Armon Dadgar: Yeah. We're so close now. The only product left, that's still not a 1.0 is Terraform, but we're going to get there.
Jason Yee: That's the other one. Yeah, not a 1.0 and I still use a ton of Terraform
Armon Dadgar: Only took us six years to get here.
Lowering the friction of security
Jason Yee: So onto that, the second product that you had just released, you mentioned Boundary, what is Boundary?
Armon Dadgar: Yeah. So boundary was us really taking a look at, how do we get access to private resources, right. And what I mean by that is, great, I'm a developer. I need to access a private web service that I'm working on, or I need to connect to a database that's running in my production network. How do I actually do it? And I think part of what colors this for us with so much of our time, we spent also with our enterprise customers, where I think it's, their environment is even different looking than if you say, how would I do this at a small startup? Right. They've got a small startup, probably easier. Everyone just has an SSH keys to production. And you just kind of jump into whatever you need. I think when you look at the backdrop of like an enterprise setting, way more controls, way more overhead in terms of the hoops jump through.

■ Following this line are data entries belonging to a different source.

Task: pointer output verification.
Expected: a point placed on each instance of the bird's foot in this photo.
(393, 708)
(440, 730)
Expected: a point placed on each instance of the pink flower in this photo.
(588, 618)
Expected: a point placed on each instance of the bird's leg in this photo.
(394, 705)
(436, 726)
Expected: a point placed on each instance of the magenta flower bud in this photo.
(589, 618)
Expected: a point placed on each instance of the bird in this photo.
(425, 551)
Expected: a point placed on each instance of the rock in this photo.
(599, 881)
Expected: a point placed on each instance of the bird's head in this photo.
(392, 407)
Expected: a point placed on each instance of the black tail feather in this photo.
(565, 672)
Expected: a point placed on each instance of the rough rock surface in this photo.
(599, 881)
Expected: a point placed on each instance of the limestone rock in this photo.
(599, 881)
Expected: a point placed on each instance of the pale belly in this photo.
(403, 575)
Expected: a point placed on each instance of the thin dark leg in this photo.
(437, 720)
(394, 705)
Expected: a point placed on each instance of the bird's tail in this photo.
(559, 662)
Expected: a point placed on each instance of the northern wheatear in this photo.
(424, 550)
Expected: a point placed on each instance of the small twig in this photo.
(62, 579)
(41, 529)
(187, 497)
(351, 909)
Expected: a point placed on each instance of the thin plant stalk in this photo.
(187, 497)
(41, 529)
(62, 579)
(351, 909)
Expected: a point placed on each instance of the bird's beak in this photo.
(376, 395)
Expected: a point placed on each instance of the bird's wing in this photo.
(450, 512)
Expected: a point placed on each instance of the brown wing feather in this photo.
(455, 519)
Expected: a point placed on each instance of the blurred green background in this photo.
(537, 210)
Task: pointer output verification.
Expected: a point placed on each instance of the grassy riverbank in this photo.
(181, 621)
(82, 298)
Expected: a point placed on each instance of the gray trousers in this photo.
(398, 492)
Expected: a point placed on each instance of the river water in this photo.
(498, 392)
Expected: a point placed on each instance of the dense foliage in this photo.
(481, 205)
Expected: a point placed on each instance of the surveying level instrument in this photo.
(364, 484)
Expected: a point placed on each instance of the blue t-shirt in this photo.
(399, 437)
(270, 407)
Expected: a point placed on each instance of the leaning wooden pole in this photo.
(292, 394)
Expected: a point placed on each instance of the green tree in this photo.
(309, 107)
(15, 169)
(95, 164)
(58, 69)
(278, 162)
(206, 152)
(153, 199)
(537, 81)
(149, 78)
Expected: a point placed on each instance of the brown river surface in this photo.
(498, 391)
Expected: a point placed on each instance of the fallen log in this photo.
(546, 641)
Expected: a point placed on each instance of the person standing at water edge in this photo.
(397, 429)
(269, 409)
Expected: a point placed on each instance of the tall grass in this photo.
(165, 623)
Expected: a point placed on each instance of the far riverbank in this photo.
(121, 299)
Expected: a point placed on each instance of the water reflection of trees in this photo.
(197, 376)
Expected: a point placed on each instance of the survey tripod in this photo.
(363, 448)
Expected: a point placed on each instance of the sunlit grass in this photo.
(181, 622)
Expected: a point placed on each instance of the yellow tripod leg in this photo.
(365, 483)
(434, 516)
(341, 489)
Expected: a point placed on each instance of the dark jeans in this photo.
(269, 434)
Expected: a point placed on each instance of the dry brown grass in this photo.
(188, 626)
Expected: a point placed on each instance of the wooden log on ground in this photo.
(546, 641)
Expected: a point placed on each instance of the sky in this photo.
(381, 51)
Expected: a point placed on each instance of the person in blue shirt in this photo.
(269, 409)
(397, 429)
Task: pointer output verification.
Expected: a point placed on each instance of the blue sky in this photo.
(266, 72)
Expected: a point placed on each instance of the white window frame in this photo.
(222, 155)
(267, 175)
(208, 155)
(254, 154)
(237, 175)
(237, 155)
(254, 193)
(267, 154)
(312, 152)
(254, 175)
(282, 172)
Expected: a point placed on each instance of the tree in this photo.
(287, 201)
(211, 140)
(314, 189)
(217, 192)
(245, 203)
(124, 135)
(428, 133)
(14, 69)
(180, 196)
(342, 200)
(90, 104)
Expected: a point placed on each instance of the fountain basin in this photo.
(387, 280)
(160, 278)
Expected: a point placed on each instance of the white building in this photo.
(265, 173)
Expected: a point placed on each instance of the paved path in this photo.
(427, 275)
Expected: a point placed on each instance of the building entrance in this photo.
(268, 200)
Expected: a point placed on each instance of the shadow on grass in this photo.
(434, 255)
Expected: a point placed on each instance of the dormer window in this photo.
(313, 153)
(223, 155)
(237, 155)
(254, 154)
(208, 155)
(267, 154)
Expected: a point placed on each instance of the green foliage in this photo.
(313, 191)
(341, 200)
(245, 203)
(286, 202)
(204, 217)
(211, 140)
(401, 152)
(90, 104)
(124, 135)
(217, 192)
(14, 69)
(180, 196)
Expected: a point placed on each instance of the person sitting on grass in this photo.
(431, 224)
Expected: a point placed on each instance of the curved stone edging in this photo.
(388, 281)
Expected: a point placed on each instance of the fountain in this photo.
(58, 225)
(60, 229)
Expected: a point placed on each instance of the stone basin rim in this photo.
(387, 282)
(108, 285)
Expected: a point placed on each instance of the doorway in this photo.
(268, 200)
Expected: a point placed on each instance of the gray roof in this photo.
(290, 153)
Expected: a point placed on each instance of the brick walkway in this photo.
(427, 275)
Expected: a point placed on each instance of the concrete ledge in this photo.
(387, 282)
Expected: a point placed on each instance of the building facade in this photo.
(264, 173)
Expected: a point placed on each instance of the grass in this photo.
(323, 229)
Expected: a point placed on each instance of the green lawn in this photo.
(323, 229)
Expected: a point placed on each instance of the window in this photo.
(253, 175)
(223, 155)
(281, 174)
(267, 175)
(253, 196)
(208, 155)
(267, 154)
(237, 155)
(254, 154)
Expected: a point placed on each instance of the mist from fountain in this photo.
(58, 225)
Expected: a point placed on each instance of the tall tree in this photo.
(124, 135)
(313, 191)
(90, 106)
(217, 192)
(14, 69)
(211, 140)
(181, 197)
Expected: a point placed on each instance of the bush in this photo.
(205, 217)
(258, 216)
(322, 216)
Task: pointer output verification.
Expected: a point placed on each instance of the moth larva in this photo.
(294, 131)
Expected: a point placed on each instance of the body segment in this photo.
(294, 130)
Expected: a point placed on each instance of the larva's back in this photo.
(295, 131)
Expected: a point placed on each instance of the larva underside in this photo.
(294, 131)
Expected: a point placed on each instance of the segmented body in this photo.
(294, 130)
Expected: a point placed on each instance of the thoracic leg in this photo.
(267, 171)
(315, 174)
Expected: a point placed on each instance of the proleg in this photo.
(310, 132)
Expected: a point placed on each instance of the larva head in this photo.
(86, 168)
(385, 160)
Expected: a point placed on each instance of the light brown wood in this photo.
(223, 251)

Right. So I think what we tried to do with boundary was to say, great, what do we want the experience to be? I want you to basically be able to sign on through some single sign-on maybe your Get Hub identity. Maybe you're using Google domain, maybe you're using Okta and the enterprise, whatever it is. I want to be able to see a catalog of what am I allowed to connect to be able to basically double click it right. Or run one command through the CLI and then be connected to whatever that private resources and then that's it, right? Like that's how easy I want private access to these different things to be. But I think it's deceptive in that all the things that you sort of have to solve for to actually get something, an experience like that to actually work.
Jason Yee: Yeah. That's interesting. Cause I mean, one of the things that HashiCorp has always done is take that, that developer, that engineer perspective. So I think when Boundary was first released, I did that, Oh, this is interesting. Are you getting into the security space? But it sounds like it's more security is necessary, but it's really still an engineer's tool just to have access.
Armon Dadgar: Yeah. And I think what we see right, as it's like, if you go into a slightly larger setting, right. Even, even this way at HashiCorp, we started having to have these controls, right. Because you start selling to customers who want you to have, are you PCI compliant? Are you SOC compliant? Right? Once you try and hit those things, you have to bring these controls into your environment. And so I think you look at it and you're like, okay, the average developer who has, let's say access to the system. First, they need a VP on it. Right. So they have a set of VPN credentials, or maybe you have to distribute certificates to them. That's a whole pain, cause now you need a separate process for generating and distributing these certificates and they have to expire. So it's like the whole thing is kind of a nightmare. Then you're like, okay, cool.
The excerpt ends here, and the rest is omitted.